Brand new 2021 3039R tractor/loader. I put 40 hours on it and it threw intake manifold pressure code. Had dealer pick it up and check out. It was returned to me with new fuel sending unit and installed "parts missing from factory". After I looked up part numbers on invoice I found out suction line from air box to turbo was missing. So my 40 hours on tractor was used for moving 100 tons of dirt and tilling 1 acre field. I had to fight with JD and dealer to pick back up and borescope engine. 2 out of 3 cylinders were fine. The third one closest to turbo had half the cross hatching was missing and cylinder had vertical lines in it. After more fighting with JD, since it was their fault parts were missing from factory, they agreed to install new engine and turbo. Should I have tried to get new tractor or just let them put new engine in? Only 40 hours on tractor. It has been a real fight to get JD to do anything about their mistake. Anybody have any suggestions?


----------



## BigT (Sep 15, 2014)

Good morning amorg, welcome to the forum.

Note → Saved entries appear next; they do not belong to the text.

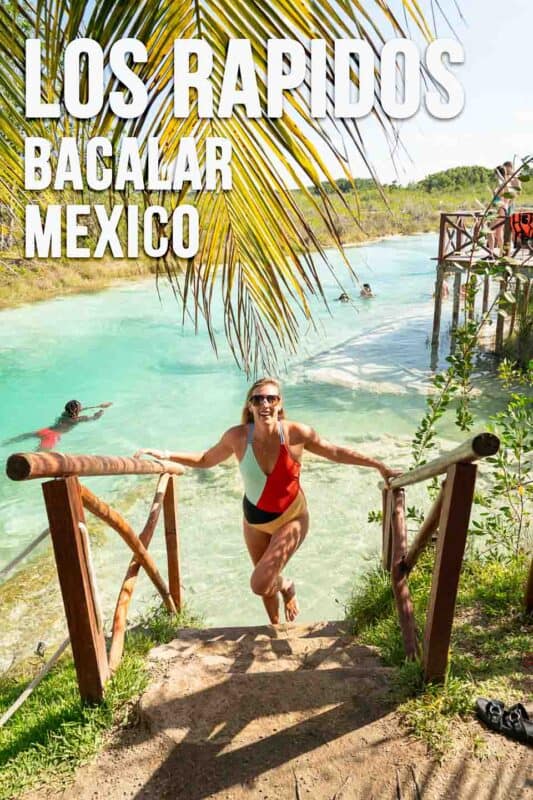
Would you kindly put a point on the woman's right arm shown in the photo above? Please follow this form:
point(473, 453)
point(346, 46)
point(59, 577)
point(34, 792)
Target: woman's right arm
point(222, 450)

IMO, you do not have basis for condemning the entire tractor.


----------



## amorg (9 mo ago)

It just sucks having to tear apart brand new tractor with 40 hours on it to replace engine. JD was difficult to work with to get this done. I had to do all the leg work like it was my fault it didn't have intake piping installed. Not to mention that this is the third time that the dealer has had my tractor leaving me with nothing to use on the farm while they work on it.


----------



## ovrszd (12 mo ago)

Welcome to the forum. 

I'm guessing if you want to fight hard enough you can get the tractor replaced. It will involve months to accomplish. And you'll be without a tractor the entire time since to make your case you would have to leave it with the dealer the entire time. Will probably cost you some legal money as well.

I understand your frustration but I'd probably settle for a new engine/turbo.


----------



## SidecarFlip (Mar 25, 2021)

Good dealers will provide a loaner if you require one, but then I's say you and the dealer aren't' kissing cousins so that was probably out the window anyway.


----------